The Reserve Bank of India stepped into the forex market with a $5 billion swap auction and dollar sales to stabilize the depreciating rupee. Analysts now project the rupee could trade between 95-100 against the US dollar through 2026 amid ongoing geopolitical and economic pressures.

The Indian rupee experienced a modest recovery on Thursday, May 21, following several days of hitting record lows against the US dollar. This uptick was largely attributed to a combination of cooling crude oil prices and decisive intervention by the Reserve Bank of India (RBI) in the foreign exchange market.

The RBI notably announced a $5 billion dollar-rupee buy and sell swap auction, scheduled for May 26, aimed at bolstering liquidity within the banking system. Additionally, the central bank actively sold dollars to shore up the domestic currency, which had previously closed around 96.8 to the dollar. These actions helped the rupee strengthen by approximately 0.5% in morning trading, settling at 96.37 against the greenback.

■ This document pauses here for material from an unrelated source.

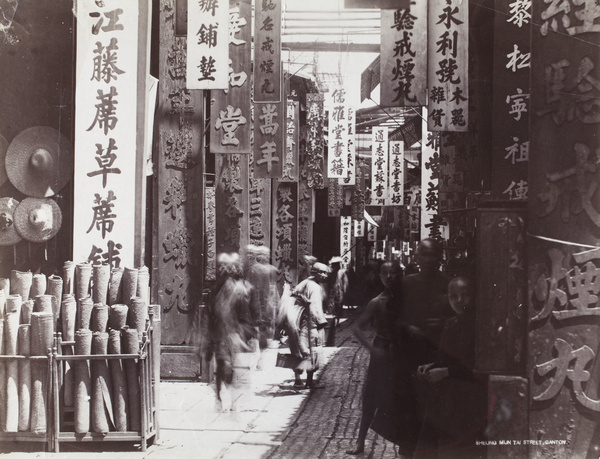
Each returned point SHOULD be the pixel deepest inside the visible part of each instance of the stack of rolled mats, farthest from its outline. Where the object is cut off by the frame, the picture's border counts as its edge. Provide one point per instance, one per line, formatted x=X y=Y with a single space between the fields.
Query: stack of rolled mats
x=99 y=311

Why the Rupee is Under Pressure

Despite the RBI's efforts, the rupee remains under considerable pressure. Several factors contribute to its depreciation:

  • Geopolitical Tensions: Escalating conflicts, particularly in West Asia, have disrupted supply lines through the Strait of Hormuz and impacted crude oil and gas assets. This has led to soaring energy prices, significantly hurting major importers like India and widening the current account deficit.
  • Global Economic Shifts: High US bond yields, currently around 5%, draw foreign institutional investors (FIIs) towards the perceived safety of developed markets. This trend diminishes interest in emerging markets like India, leading to sustained FII selling and further pressure on the rupee.
  • Inflationary Risks: The Indian government has already raised petrol and diesel prices twice and hiked import duties on gold to manage demand for import-dependent items. A weakening rupee exacerbates inflation risks, especially with elevated global energy costs.

DBS Bank analysts Radhika Rao and Philip Wee highlighted that a weaker rupee amplifies the war-related oil import bill and discourages equity inflows. They noted that the rupee has depreciated over 6% against the dollar in 2026 and now forecast it to trade within the 95-100 range through the remainder of the year, a revision from their earlier 90-95 projection.

RBI's Future Strategy and Historical Precedents

RBI Governor Sanjay Malhotra has previously stated that the central bank intervenes only when there is excessive volatility or speculation, not to target a specific exchange rate. With forex reserves nearing $690 billion, the RBI possesses significant capacity for intervention.

Analysts anticipate the RBI may need to implement further measures if oil prices remain above $100 a barrel. Potential steps include:

  • Repo Rate Hike: An increase of 50-75 basis points in the repo rate (currently 5.25%) by March 2026 is widely expected to manage inflation and support the currency.
  • Special Deposit Schemes: Similar to past initiatives, the RBI might introduce schemes to attract non-resident inflows, such as dollar deposits.
  • Other Monetary Tools: These could include reducing withholding tax on debt investments, closer scrutiny of outbound Foreign Direct Investment (FDI), and encouraging foreign currency bond issuance by state entities.

India has historically utilized such measures to stabilize its currency. In 2013, the RBI allowed banks to mobilize dollar deposits from non-resident Indians, bringing in around $26 billion. Earlier, in 1998, Resurgent India Bonds raised $4.2 billion, and in 2000, India Millennium Deposits mobilized an estimated $5.5 billion. Such currency swaps and deposit schemes may again be explored if the rupee continues to slide.